We had this problem with the cheap trucker hat (plastic mesh) and just stopped using them for heat applied vinyl, they work fine for embroidery, for vinyl we use the structured hats and they work fine.

Hope this helps.


----------



## StickyDan (Oct 22, 2010)

I've found some videos last night of a guy doing a demo of some presses and different types of hats. I've marked the points where he seems to have some of the same issues I'm having. Is this normal? Are people actually selling hats that look like this once they've been decorated? I'm not trying to knock this video - I'm just using it to demonstrate some of the same issues that I'm having. 


[media]http://www.youtube.com/watch?v=XqHHyLM2thE&feature=related[/media]
5:50 - He clearly get a "hard line" pressed into the fabric at the top of the hat. 

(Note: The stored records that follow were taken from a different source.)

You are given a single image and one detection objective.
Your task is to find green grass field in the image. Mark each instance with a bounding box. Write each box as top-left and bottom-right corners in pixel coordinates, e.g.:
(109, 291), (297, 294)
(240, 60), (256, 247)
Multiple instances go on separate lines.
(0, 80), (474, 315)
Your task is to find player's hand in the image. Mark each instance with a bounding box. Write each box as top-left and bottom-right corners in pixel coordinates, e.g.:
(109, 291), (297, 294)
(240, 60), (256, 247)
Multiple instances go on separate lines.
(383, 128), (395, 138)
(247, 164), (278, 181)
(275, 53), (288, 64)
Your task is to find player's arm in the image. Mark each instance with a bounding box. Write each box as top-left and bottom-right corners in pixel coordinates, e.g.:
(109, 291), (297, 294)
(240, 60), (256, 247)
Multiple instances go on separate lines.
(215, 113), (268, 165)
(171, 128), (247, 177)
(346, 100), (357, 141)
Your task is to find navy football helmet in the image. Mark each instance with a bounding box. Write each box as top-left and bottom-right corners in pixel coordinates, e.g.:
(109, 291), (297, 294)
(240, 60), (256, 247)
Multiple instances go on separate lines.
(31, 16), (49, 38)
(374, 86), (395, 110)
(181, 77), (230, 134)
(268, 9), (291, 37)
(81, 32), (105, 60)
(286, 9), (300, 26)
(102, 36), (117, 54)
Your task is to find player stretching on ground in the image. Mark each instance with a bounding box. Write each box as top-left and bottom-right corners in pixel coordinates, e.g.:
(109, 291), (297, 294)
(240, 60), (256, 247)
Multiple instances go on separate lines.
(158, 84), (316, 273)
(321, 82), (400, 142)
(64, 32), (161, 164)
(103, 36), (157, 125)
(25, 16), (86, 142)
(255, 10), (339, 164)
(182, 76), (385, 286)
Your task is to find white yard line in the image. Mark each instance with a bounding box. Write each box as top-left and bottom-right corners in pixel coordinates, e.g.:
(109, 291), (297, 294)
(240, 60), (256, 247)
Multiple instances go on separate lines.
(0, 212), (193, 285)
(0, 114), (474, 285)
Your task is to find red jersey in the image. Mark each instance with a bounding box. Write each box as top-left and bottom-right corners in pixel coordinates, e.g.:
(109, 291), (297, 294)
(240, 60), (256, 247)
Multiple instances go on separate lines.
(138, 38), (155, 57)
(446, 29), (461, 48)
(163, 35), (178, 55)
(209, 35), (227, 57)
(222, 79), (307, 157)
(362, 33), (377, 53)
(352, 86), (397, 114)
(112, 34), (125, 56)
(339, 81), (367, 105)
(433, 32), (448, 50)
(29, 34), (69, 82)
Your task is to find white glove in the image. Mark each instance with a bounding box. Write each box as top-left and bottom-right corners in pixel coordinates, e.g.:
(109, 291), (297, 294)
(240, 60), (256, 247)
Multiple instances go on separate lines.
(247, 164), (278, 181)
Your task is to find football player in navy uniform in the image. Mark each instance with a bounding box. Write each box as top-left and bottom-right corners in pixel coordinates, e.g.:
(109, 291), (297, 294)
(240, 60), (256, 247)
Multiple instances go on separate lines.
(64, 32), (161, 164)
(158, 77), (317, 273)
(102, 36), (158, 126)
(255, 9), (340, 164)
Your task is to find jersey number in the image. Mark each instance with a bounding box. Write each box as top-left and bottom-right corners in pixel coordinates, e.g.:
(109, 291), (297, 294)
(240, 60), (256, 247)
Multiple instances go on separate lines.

[media]http://www.youtube.com/watch?v=oVXOStXEdYw&feature=related[/media]
3:50 - Another hard line formed into the hat. This time, you can actually see lines left behind from the edge of the backing.
4:58 - gets another press line in the fabric and quickly tries to hide it.
7:02 - gets a big wrinkle in the hat.


----------



## IYFGraphics (Sep 28, 2009)

Hey Dan post a link to the video...we'll take a look.


----------



## StickyDan (Oct 22, 2010)

Weird - I did put the links it but I guess they didn't work.
1st video
[media]http://www.youtube.com/watch?v=XqHHyLM2thE&feature=related[/media]

2nd video
[media]http://www.youtube.com/watch?v=oVXOStXEdYw&feature=related[/media]


----------



## gerry (Oct 4, 2006)

- Press is leaving a mark on the material at the edges of the platen. I think the inner liner mesh like material at the front of the hat is melting. 
- Crease marks getting ironed into the face of the hat. Once there their, I can't get them out. 
- transfer material not adhearing properly in the areas of the creases. 
- the top of the hat bill seems to melt a little if it touches the platen. 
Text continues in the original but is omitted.